Bild: Hochschulabsolventen arbeiten vor allem in privaten Kindergärten, ein Zw…
BERLIN taz | 50 Euro. So groß ist der Vorteil, den Bettina Wollbach* aus
ihrem Bachelor-Studium zieht. „Nicht so der Knaller“, sagt die 26-Jährige.
Die Arbeit mit den Kleinen in der Kita liebt sie, was Wollbach frustriert,
ist die miese Bezahlung – selbst mit Hochschulabschluss. 2.150 Euro brutto
verdient sie im Monat und bekommt damit nur unwesentlich mehr als ihre
Kolleginnen, die den klassischen Weg einer Ausbildung an einer Fachschule
beschritten haben. Andere Hochschulabsolventen gehen mit deutlich mehr Geld
nach Hause.
Bettina Wollbach, die an der Evangelischen Hochschule Freiburg studiert
hat, ist ein typisches Beispiel: Eine neue Studie der
„Weiterbildungsinitiative Frühpädagogische Fachkräfte“ beim Deutschen
Jugendinstitut zeigt erstmals umfassend, dass sich ein Studium für
Erzieherinnen und Erzieher auf dem Gehaltszettel kaum rechnet.
Seit 2004 bieten Hochschulen in Deutschland Studiengänge an, die speziell
auf die Arbeit in Kindergärten und Tagesstätten vorbereiten. Inzwischen
gibt es bundesweit 69 Bachelor- und 17 weiterführende Masterstudiengänge im
Bereich der Frühpädagogik. 24 der Angebote sind berufsbegleitend, viele
bauen auf einer bereits erworbenen Berufsausbildung auf, manche verlangen
von den Studienbewerbern lediglich das Abitur.
Drei Prozent aller Erzieher in Kitas und Kindergärten haben mittlerweile
ein Hochschulstudium absolviert – ein verschwindend geringer Anteil im
internationalen Vergleich, der in den nächsten Jahren nur langsam steigen
dürfte. 20.000 Erzieher verlassen Jahr für Jahr die Fachschulen, aber
gerade einmal schätzungsweise 2.000 Studierende sind für einen der
Frühpädagogik-Studiengänge eingeschrieben.

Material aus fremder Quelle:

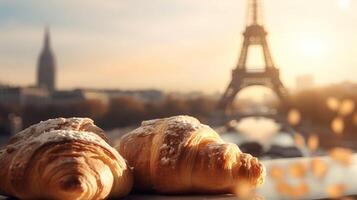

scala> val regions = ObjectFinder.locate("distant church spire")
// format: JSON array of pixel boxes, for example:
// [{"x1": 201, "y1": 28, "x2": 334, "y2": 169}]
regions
[{"x1": 37, "y1": 27, "x2": 56, "y2": 92}]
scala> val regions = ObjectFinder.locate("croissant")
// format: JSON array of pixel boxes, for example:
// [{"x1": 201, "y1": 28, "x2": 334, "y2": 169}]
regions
[
  {"x1": 0, "y1": 118, "x2": 133, "y2": 200},
  {"x1": 117, "y1": 116, "x2": 265, "y2": 194}
]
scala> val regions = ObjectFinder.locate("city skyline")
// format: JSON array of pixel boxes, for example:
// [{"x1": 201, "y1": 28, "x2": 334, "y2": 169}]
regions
[{"x1": 0, "y1": 0, "x2": 357, "y2": 92}]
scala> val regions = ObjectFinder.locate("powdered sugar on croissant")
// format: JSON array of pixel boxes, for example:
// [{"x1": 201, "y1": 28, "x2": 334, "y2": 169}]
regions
[
  {"x1": 0, "y1": 118, "x2": 132, "y2": 199},
  {"x1": 118, "y1": 116, "x2": 264, "y2": 193}
]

## Schnell einen Job, wenig Geld
Mit der Akademisierung war stets die Hoffnung auf eine bessere Bezahlung
und eine Aufwertung der Arbeit mit den Kleinsten verbunden. Die Studie des
Deutschen Jugendinstituts zeichnet ein zumindest zwiespältiges Bild:
Erzieherinnen mit Bachelor-Abschluss finden zwar schnell einen Job, sind
also gefragt. Die meisten von ihnen verdienen nicht mehr 2.000 Euro brutto
im Monat. Sie landen auf Tarifstufen, die auch ohne Hochschulausbildung
erreichbar wären.
Eine höhere Qualifikation und damit mehr Geld: Das hätte auch Carolin
Eichin erwartet. Nach dem Realschulabschluss hatte sie zunächst eine
Ausbildung zur Erzieherin gemacht, ein paar Jahre gearbeitet, ehe sie 2007
eine Eignungsprüfung machte und schließlich ohne Abitur das Studium in
Freiburg aufnahm.
Inzwischen arbeitet sie als wissenschaftliche Mitarbeiterin an der
Hochschule und parallel in einer Frühförderstelle, wo sie sich um die
Integration behinderter Kinder in Regel-Kitas kümmert. „Es werden kaum
Stellen für akademisch ausgebildetes Personal in Kitas ausgeschrieben“, hat
die 30-Jährige beobachtet. „Es gibt meistens nur Erzieherstellen, und wer
sich auf die bewirbt, wird auch genauso bezahlt wie die übrigen Erzieher.“
## Trotzdem Chancen für Absolventen
Klaus Fröhlich-Gildhoff, Mitautor der Kita-Studie und Psychologie-Professor
an der Evangelischen Hochschule Freiburg, bestätigt diesen Eindruck.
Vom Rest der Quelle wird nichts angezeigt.